David graduated in medicine from Columbia College of Physicians and Surgeons, New York, NY in 1992 where he remained for his internship and medical residency. He is a member of the American Association for Cancer Research (AACR), American Society of Clinical Oncology (ASCO) and the New England Cancer Society. He has published over 50 articles in peer review journals, reviews, book chapters and editorials, and authored numerous abstracts.
Dr. H. Robert (Bob) Horvitz has been an Advisor to MPM since 2005 and has served as the Chairman of MPM’s Advisory Boards since 2007.
Having joined the Massachusetts Institute of Technology’s Department of Biology faculty in 1978, he was named the David H. Koch Professor of Biology in 2000. He was appointed a Member of the Koch Institute for Integrative Cancer Research in 2000 and a Member of the McGovern Institute for Brain Research in 2001. He is a member of the Board of Trustees of the Massachusetts General Hospital.
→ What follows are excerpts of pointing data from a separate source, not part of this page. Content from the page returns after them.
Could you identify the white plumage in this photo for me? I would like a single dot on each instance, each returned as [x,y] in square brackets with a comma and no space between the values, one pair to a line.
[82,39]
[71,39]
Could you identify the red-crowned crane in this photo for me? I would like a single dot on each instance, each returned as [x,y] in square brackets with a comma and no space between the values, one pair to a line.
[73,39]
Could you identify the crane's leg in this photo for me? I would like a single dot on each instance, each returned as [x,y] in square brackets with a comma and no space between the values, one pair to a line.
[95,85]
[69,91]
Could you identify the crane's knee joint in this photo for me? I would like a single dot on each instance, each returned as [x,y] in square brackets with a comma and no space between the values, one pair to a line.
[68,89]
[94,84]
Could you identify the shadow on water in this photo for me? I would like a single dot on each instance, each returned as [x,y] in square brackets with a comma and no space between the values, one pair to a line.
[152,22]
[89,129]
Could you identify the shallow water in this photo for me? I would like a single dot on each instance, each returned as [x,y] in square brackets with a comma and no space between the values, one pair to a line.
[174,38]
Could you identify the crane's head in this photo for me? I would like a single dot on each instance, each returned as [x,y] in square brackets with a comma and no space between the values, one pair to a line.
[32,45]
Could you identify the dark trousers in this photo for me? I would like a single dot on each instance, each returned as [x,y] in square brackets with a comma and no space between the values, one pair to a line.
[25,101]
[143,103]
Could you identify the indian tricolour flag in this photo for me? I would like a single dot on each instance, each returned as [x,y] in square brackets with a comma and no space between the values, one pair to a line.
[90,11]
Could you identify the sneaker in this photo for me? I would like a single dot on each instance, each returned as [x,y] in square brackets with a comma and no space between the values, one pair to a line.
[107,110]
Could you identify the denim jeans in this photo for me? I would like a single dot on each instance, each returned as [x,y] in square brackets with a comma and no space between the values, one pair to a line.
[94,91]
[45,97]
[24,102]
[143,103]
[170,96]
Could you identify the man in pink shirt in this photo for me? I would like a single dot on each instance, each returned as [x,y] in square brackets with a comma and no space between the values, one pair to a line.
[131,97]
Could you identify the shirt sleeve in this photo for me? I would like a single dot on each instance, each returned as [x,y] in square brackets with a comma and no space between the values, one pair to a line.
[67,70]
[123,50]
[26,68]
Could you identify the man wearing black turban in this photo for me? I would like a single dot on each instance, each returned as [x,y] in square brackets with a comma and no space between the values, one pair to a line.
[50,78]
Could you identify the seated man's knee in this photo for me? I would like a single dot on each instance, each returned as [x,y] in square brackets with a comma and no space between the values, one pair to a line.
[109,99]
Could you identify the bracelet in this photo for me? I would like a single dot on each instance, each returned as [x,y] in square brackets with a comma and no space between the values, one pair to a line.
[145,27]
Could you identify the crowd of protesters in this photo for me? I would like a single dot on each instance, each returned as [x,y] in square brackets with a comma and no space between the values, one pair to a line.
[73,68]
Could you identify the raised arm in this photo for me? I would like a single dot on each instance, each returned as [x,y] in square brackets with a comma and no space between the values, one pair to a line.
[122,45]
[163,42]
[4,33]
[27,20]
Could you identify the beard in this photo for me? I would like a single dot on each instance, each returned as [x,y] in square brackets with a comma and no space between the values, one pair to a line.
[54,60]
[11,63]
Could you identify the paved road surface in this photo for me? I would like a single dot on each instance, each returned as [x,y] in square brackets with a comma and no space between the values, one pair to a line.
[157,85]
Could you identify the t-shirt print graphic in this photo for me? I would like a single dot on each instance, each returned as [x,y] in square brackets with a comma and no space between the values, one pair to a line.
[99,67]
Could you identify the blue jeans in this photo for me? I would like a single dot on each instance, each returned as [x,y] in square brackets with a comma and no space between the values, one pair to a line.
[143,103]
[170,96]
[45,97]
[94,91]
Bob received the 2002 Nobel Prize in Physiology or Medicine for discovering and characterizing genes that control programmed cell death (apoptosis), findings that have provided the basis for understanding many aspects of human biology and disease.
Bob is a member of the U.S. National Academy of Sciences, the U.S. National Academy of Medicine, the American Academy of Arts and Sciences, the American Philosophical Society, and The Royal Society of London. He is a recipient of the Gairdner Foundation International Award, the Alfred P. Sloan, Jr. Prize from the General Motors Cancer Research Foundation and the Bristol-Myers Squibb Award for Distinguished Achievement in Neuroscience. He received a Ph.D. in Biology in 1974 from Harvard University and S.B. degrees in Mathematics and Economics from MIT in 1968.